Questions arise about market rules only the sell side can apply with incentive from the regulators or self regulations to improve the quality of their services. Supporters of HFT will say they improve liquidity by reducing the spread and the possibility of other malicious strategies, like spoofing, to occur.
Others will say that such speed is unfair. Non-HFTs find themselves sandwiched between rate limits, statistical arbitrage strategies, and ghost quotes, which reduces the possibility for small participants to win. On top of highly skilled participants, new products like altcoins quantos have emerged in the last years and are the most concerning at the time of writing this article. The ICO craze and most writing and educations about the liquidity trap of the cryptocurrencies market have lead traders to prefer leveraged products with improved liquidity instead of low liquidity spot coins/tokens, as detailed in the previous FTX digest of June from Clarens Caraccio.

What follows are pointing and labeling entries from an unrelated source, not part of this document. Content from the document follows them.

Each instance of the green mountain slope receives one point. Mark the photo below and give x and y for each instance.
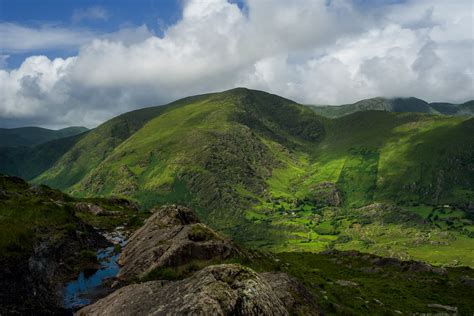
(400, 105)
(29, 162)
(272, 173)
(32, 136)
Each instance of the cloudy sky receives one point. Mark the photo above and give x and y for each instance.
(81, 62)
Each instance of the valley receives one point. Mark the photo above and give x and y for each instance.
(259, 185)
(272, 174)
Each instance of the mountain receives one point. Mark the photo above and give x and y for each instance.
(52, 248)
(273, 174)
(400, 105)
(32, 136)
(29, 162)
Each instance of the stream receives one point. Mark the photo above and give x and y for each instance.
(87, 288)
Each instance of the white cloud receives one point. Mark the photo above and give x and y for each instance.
(305, 50)
(91, 13)
(16, 38)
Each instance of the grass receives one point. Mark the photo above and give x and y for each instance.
(268, 171)
(378, 289)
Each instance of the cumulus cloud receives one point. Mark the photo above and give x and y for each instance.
(91, 13)
(315, 52)
(16, 38)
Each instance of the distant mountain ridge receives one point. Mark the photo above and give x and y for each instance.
(32, 136)
(272, 173)
(399, 105)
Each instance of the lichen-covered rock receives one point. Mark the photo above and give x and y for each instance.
(90, 208)
(171, 237)
(225, 289)
(296, 299)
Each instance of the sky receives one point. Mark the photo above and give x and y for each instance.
(65, 63)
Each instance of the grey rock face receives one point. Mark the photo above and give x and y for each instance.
(171, 237)
(226, 289)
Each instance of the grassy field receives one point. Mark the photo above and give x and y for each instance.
(272, 174)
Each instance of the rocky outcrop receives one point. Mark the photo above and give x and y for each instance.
(294, 296)
(171, 237)
(225, 289)
(32, 285)
(90, 208)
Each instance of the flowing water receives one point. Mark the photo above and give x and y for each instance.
(83, 290)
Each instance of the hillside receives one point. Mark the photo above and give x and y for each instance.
(272, 173)
(32, 136)
(399, 105)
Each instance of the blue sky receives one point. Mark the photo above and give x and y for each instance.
(113, 15)
(155, 14)
(82, 62)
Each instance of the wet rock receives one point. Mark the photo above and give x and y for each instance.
(467, 281)
(90, 208)
(226, 289)
(292, 293)
(444, 307)
(124, 203)
(171, 237)
(347, 283)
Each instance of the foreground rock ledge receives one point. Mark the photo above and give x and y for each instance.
(226, 289)
(171, 237)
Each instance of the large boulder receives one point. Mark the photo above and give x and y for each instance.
(171, 237)
(225, 289)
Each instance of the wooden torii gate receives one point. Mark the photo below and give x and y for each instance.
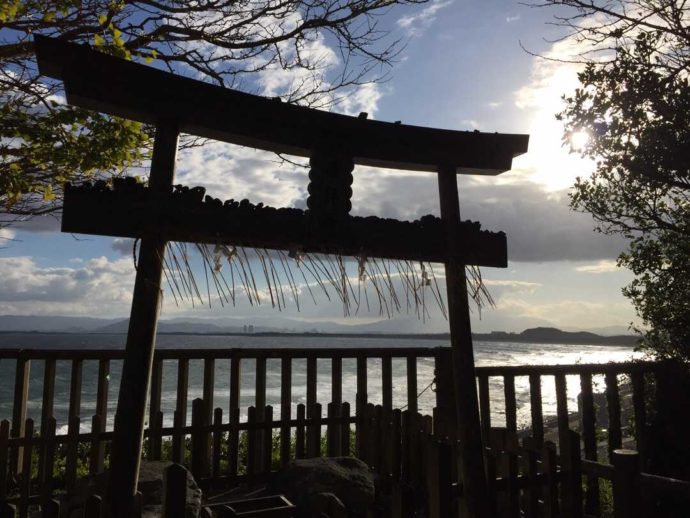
(176, 104)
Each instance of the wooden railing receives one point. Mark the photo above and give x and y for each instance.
(250, 424)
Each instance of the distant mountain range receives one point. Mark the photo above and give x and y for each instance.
(37, 324)
(545, 335)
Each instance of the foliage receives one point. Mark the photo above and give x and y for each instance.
(43, 142)
(634, 102)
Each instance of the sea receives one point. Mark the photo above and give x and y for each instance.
(486, 354)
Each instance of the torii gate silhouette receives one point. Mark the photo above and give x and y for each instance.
(176, 104)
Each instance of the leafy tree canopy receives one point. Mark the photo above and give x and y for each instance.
(44, 143)
(634, 102)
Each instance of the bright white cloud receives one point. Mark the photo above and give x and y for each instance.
(418, 22)
(97, 285)
(603, 266)
(6, 234)
(548, 163)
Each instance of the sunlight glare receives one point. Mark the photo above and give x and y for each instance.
(579, 140)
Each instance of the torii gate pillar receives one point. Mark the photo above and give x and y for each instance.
(464, 384)
(141, 340)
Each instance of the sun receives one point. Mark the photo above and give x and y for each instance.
(579, 140)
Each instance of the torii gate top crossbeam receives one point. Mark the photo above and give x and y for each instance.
(111, 85)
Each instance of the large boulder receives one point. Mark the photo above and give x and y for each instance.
(150, 485)
(152, 491)
(349, 479)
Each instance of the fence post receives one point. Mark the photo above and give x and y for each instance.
(21, 396)
(626, 464)
(445, 395)
(572, 486)
(199, 440)
(175, 491)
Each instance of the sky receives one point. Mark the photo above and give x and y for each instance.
(464, 68)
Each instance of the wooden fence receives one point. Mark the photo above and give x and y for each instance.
(37, 462)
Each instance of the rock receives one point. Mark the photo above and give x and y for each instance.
(150, 486)
(349, 479)
(327, 504)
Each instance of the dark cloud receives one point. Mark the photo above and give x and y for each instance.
(540, 226)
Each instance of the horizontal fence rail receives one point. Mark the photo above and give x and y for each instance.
(236, 414)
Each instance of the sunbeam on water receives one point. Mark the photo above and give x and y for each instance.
(486, 354)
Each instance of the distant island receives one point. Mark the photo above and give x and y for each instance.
(545, 335)
(76, 325)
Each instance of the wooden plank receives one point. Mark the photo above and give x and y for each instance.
(199, 444)
(260, 386)
(154, 410)
(124, 88)
(626, 484)
(267, 447)
(387, 382)
(551, 504)
(48, 399)
(412, 384)
(25, 485)
(331, 431)
(233, 443)
(345, 430)
(47, 460)
(337, 380)
(97, 449)
(285, 408)
(300, 432)
(208, 387)
(182, 389)
(513, 488)
(361, 404)
(562, 411)
(235, 383)
(141, 337)
(536, 410)
(465, 390)
(311, 384)
(217, 442)
(102, 384)
(208, 395)
(72, 457)
(531, 492)
(614, 409)
(484, 404)
(589, 438)
(174, 491)
(4, 457)
(396, 445)
(510, 402)
(75, 388)
(21, 396)
(638, 385)
(251, 435)
(314, 431)
(178, 438)
(574, 477)
(446, 414)
(47, 405)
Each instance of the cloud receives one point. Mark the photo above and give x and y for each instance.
(539, 225)
(603, 266)
(123, 245)
(6, 234)
(420, 21)
(29, 288)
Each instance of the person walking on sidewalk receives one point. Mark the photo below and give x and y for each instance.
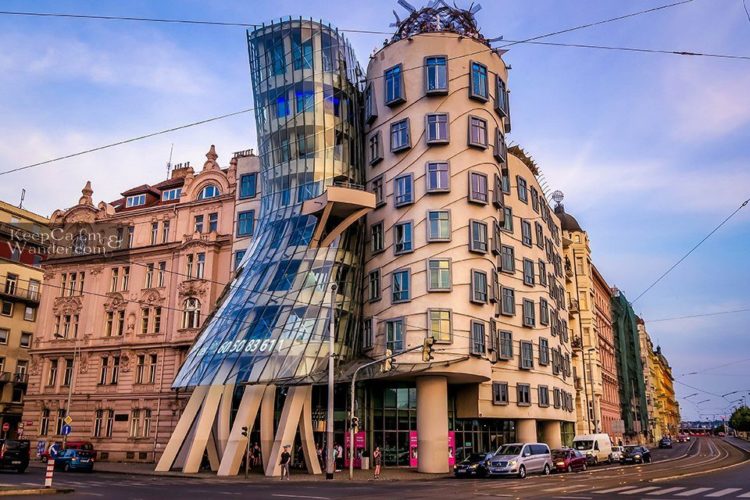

Being long “Inverse” is riskier than being “short”. As the price goes down, the position accumulates more and more delta and puts the trader at a greater risk of liquidation. A new wave of traders are turning to highly leveraged products with the same low underlying liquidity on spot, but this time exposed to negative gamma on “long” positions when using non-USD collateral.
Market makers seek neutral positions, their rates of taker orders are mostly dependent on their inventory. On higher volatility and without proper incentives they won’t bother executing an optimum liquidation of their inventory in weak limit order books with controlled intensity. They remove liquidity against informed traders to avoid potential losses themselves. Leveraged participants end up getting their positions taken out by the exchanges risk engine just because the underlying index’s order books have been withdrawn.
The Bitcoin and altcoin markets aren’t regulated by any generic “fair rules” regarding latency, spreads, collateral requirements or fee structure. But all exchanges apply rate-limits based on volume. These limits are designed mostly to protect matching engines against the high load of demand and provide an efficient cryptocurrencies market.
The rise of new tools to quickly trade into these limits and capture the available liquidity allow non systematic participants to also capture these inefficiencies with faster execution to trade against market makers but this enters directly in conflicts with them. The role of quoting low liquidity caps is tedious work that needs incentives, now they also get hunted, so they will complain about the 99th percentile degradation and use it as an argument to complain about the matching engine latency.
A few thoughts about how to solve these dilemmas
A point on how exchanges incentivize market makers. Legacy markets offering out-sized rebates was the industry’s first incentive program to implement a depth of book requirement. Executed volume in accordance with market quality rules will align the interests of market makers and exchanges, improve the overall trading environment for investors and all participants in marketplaces.
We suggest the following points as ways to further improve the market’s quality, exchanges execution and their MEs performances.
Market will always have pitfalls sown by delicacies, some have created the centralised world we know today that we are trying to disrupt, let’s not reproduce errors of the past for ideology and let’s try to build together the best of the world with best practices in mind. The higher the quality of a market the lower the explicit costs will be for the investors, therefore ensuring a better quality of execution.